Она чувствует опасную близость того состояния, когда все становится безразлично, и человек делается пуст и нищ. Оборвался роман с Ходотовым. Она не верит, ужасается, смиряется, цепенеет от беспомощности. Она длит горечь расставания, посылая одно за другим «прощальные» письма: «… Все муки, все радости, все слезы и улыбки любовь оторвала от себя, чтобы вложить в Вашу душу, и теперь шлет последнее, что у нее осталось, воспоминания и стон: где же, где мой Азра».

Внешне, для посторонних, она сохраняет отличную форму, ведет обширную переписку с драматургами, режиссерами, критиками. Ей надо высоко держать свое знамя, чтобы не оттолкнуть тех, кто придет в ее лагерь. Она ищет друзей-союзников. «Вы мне нужны как художник, администратор, как друг мой и дела. Мы сделаем дело, верьте мне», — это не просьба, а почти приказ Карпову. Она возлагает серьезные надежды на молодого режиссера Василеостровского театра, в прошлом связанного с К. С. Станиславским, Н. А. Попова: «Мне сейчас надо от Вас только одно — чтобы Вы верили в мое будущее, как я сейчас верю». Известный критик Н. Е. Эфрос становится советчиком и помощником в организации театра. Своими руками закладывает она фундамент желанного здания.
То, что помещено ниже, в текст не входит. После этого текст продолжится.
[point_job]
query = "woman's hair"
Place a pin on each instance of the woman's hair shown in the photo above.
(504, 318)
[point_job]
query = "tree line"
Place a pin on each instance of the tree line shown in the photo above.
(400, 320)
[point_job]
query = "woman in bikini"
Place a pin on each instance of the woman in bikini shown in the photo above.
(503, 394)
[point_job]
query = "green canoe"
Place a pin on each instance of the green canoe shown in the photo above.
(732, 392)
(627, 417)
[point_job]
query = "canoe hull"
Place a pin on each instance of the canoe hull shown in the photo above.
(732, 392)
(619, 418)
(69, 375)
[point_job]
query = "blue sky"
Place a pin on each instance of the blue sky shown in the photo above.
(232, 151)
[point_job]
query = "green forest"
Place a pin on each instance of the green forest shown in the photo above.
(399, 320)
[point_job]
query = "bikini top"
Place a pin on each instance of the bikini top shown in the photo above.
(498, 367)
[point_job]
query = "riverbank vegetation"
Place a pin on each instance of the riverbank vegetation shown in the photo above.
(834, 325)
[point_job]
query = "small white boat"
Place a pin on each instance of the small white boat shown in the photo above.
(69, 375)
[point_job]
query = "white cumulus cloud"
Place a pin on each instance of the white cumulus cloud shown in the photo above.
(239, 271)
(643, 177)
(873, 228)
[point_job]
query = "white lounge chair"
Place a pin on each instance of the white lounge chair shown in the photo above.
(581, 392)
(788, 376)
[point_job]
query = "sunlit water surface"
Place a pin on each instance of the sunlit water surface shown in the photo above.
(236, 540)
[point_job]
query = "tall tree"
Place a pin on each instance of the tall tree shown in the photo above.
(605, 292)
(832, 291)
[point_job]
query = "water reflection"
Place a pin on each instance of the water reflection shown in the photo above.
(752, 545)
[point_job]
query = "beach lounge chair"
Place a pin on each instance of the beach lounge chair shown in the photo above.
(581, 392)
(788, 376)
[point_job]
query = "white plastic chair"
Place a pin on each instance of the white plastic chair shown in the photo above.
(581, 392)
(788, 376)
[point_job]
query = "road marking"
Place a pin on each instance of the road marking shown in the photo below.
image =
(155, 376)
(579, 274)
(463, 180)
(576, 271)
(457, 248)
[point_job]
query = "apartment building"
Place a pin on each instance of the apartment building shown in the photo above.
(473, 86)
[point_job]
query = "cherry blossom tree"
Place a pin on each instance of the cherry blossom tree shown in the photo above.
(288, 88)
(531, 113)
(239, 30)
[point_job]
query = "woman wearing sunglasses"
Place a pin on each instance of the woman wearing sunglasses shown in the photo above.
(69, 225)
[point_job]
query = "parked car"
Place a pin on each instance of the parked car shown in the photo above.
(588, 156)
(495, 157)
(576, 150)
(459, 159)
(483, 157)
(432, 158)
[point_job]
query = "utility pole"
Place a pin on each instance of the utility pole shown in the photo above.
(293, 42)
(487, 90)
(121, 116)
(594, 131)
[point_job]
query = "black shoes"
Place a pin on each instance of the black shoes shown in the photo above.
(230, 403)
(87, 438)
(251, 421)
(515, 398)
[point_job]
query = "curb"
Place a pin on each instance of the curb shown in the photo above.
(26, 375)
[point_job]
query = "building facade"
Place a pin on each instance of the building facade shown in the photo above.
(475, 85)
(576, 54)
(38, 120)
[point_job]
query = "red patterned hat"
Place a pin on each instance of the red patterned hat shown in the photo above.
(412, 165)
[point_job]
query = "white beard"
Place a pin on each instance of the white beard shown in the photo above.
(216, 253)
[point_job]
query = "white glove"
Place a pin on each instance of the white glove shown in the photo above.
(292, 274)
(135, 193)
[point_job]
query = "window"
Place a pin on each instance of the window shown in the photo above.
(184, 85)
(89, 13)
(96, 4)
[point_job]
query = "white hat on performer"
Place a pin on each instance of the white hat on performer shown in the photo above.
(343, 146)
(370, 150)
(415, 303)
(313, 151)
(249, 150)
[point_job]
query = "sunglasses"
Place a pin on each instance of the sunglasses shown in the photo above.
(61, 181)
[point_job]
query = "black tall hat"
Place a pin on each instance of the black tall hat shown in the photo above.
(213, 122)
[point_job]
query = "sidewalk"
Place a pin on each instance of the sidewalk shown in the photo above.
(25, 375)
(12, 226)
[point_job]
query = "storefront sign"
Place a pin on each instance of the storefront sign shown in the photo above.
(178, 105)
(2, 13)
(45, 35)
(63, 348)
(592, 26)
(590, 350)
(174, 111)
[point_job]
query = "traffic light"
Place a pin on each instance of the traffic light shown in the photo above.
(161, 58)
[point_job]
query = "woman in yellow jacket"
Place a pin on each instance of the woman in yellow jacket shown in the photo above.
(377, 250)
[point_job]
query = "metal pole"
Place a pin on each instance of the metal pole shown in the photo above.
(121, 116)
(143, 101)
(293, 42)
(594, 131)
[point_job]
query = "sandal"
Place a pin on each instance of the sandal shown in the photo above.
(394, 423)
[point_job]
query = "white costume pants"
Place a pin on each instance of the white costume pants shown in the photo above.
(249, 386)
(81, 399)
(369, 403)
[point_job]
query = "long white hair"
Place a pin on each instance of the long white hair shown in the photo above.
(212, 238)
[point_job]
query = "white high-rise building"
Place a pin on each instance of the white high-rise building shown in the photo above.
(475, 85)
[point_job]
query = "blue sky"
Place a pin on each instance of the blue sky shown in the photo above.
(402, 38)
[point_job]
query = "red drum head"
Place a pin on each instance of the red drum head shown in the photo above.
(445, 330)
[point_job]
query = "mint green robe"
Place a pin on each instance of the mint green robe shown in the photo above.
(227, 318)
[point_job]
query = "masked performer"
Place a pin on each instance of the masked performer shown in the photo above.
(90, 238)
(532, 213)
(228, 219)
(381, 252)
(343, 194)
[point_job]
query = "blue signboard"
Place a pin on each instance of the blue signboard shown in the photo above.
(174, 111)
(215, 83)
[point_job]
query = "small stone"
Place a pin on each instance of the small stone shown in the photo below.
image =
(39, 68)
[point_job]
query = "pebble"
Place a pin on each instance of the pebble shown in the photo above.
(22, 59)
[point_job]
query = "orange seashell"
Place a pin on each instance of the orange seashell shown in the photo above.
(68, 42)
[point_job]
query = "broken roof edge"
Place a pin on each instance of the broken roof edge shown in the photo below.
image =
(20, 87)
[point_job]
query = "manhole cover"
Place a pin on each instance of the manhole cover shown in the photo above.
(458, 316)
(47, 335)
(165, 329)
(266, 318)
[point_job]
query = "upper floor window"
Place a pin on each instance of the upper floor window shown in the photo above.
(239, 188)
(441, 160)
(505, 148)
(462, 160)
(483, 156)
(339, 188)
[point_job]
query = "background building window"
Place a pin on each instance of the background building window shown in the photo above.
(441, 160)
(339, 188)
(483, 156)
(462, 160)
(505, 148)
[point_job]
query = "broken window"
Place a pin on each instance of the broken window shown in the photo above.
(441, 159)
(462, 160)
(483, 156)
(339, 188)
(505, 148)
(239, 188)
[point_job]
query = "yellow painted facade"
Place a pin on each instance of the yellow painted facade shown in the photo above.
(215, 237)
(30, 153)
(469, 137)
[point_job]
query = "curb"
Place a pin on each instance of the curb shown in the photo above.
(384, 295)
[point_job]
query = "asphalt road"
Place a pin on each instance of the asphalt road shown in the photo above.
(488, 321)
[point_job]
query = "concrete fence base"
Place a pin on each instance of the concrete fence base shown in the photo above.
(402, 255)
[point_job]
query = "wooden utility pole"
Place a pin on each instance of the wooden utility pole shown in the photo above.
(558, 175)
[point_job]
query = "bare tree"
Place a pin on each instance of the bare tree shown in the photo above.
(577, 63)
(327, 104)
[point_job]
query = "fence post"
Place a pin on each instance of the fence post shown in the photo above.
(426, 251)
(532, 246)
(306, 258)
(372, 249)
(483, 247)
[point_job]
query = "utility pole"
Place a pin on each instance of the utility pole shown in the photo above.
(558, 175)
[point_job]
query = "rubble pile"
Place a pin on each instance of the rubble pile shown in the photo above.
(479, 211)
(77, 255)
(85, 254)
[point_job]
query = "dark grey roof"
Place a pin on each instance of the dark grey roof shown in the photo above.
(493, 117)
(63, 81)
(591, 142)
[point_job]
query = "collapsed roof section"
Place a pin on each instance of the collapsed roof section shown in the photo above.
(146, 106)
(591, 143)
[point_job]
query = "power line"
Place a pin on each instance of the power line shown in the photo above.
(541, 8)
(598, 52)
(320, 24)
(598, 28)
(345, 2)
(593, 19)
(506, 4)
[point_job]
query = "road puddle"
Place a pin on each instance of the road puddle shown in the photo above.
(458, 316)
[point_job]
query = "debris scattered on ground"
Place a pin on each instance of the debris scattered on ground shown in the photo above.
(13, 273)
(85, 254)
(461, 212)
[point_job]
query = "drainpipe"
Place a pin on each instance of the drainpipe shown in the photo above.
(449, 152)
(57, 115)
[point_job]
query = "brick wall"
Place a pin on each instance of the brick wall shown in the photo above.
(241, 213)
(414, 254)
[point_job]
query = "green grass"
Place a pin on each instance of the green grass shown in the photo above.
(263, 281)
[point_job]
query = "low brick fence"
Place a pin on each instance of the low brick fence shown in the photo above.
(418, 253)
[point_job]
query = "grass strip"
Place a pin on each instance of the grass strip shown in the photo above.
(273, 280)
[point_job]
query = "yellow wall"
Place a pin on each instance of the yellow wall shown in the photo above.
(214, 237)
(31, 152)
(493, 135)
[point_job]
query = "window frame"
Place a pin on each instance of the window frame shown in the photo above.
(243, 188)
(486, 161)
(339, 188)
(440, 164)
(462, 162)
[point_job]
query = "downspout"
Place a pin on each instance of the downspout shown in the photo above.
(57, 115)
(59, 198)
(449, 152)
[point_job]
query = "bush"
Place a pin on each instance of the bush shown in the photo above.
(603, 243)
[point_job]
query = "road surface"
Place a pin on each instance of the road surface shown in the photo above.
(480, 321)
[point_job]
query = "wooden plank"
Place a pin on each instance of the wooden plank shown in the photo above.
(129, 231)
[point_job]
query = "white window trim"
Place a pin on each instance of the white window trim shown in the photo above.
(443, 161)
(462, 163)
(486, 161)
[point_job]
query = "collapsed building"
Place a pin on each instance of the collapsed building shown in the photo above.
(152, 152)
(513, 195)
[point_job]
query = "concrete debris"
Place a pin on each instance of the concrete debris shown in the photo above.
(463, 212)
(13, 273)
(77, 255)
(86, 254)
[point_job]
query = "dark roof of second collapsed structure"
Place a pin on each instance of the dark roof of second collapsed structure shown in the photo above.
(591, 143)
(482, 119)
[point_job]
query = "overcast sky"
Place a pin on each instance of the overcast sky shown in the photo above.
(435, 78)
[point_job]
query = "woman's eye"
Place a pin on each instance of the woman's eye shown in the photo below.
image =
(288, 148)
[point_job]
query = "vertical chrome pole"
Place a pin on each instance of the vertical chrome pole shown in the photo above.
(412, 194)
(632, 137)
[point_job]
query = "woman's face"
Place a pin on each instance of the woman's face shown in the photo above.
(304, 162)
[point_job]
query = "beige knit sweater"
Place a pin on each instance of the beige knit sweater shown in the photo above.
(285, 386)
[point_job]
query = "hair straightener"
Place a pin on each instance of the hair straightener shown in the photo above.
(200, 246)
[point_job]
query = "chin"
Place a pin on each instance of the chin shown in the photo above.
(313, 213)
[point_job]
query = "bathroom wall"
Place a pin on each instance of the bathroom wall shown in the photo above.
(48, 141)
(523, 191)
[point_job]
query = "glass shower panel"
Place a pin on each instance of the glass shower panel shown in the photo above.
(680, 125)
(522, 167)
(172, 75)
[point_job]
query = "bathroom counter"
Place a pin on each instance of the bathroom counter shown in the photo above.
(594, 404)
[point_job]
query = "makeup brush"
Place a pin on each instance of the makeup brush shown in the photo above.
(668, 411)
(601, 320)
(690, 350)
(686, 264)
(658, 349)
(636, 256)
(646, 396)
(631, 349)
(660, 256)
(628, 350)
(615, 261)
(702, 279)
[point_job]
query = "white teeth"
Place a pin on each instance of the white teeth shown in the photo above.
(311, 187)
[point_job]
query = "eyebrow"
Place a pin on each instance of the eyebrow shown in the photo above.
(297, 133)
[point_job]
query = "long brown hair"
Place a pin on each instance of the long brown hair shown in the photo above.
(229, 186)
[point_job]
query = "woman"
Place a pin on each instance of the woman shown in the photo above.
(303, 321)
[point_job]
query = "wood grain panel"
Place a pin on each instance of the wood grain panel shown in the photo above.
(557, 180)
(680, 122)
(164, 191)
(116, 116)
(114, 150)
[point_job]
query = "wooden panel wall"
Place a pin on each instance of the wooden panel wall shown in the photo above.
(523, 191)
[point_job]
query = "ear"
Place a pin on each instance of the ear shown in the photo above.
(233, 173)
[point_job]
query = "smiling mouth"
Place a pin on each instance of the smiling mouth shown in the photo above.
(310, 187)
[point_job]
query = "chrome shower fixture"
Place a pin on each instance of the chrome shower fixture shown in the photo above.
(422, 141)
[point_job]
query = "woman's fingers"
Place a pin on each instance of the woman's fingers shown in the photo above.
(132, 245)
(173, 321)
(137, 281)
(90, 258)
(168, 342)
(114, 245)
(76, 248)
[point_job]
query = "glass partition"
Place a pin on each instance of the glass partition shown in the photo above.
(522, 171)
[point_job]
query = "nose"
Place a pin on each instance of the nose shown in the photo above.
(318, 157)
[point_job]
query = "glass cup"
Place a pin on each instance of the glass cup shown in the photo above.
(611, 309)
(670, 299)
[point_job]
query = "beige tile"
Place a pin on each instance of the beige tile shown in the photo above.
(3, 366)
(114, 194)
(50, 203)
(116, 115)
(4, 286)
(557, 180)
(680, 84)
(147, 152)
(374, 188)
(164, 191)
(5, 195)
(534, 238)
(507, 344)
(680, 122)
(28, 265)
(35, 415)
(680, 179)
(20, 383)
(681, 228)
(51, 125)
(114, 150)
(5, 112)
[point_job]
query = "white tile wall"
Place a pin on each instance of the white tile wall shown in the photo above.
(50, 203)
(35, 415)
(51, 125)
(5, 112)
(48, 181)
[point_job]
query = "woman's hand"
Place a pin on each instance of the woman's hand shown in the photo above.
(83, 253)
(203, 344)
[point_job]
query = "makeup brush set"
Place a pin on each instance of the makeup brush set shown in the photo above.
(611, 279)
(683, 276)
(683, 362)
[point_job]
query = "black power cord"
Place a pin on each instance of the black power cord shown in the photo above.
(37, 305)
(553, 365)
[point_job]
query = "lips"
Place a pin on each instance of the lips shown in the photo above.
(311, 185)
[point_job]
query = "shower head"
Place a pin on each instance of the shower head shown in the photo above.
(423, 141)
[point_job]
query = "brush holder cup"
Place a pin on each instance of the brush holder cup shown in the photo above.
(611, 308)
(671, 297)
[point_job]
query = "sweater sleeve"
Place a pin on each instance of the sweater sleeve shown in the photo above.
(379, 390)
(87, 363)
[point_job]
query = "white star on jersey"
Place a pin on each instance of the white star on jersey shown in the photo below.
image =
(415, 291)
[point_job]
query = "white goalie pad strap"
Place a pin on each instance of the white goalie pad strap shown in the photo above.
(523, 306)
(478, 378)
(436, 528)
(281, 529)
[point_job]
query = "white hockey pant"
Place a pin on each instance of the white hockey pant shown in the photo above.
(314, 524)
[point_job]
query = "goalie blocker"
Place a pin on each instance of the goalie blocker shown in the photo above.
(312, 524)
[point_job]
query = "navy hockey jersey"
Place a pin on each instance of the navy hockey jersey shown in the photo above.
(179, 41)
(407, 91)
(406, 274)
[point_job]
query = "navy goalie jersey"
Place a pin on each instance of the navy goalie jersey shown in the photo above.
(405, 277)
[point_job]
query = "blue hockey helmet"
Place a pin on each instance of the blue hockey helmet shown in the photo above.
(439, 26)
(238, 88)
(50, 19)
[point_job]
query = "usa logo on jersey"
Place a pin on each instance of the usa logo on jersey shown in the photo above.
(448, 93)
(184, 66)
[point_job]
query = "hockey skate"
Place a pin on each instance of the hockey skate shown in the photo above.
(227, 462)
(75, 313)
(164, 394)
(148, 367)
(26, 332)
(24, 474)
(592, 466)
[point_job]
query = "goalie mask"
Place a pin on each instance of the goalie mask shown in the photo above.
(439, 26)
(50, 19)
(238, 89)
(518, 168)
В творчестве она пытается найти выход своей «тоске несусветной». Спокойное бытописательство никогда не было целью ее искусства. Сейчас особенно казались необходимы взлет, приподнятость. {75} Поиски Комиссаржевской героического и романтического лежали на пути тех перемен, которые переживал русский реализм конца XIX – начала XX века. Россия была накануне революции. Жизнь существующая исчерпала себя. Приближалась «здоровая, сильная буря». «Для того, чтобы выразить это предчувствие, понадобились новые слова и новые пути. Реализм перестраивался, сбрасывал с себя старую оболочку и вырабатывал новую форму», — пишет Г. А. Бялый. Чехов довел старый реализм до такой ступени, когда «нереальность всего строя жизненных отношений стала как бы арифметически доказанной при помощи узаконенного автором “Дамы с собачкой” молекулярного анализа всех простейших жизненных случаев, когда настало поэтому время перехода от реализма критического к реализму героическому»[35]. Восстановление героизма в «его законных правах» входит в эстетическую программу Короленко. Писатель отказывается от прямолинейного принципа «верности действительности» или «беспощадной правды». В символических обобщениях ищет он красоту будущего. 1890‑е годы — время прихода в литературу Горького с его призывом к борьбе и подвигам. Романтическое бунтарство стало темой его произведений. Он считал это не только отличительной особенностью своего таланта, но и характерным признаком новых веяний в искусстве.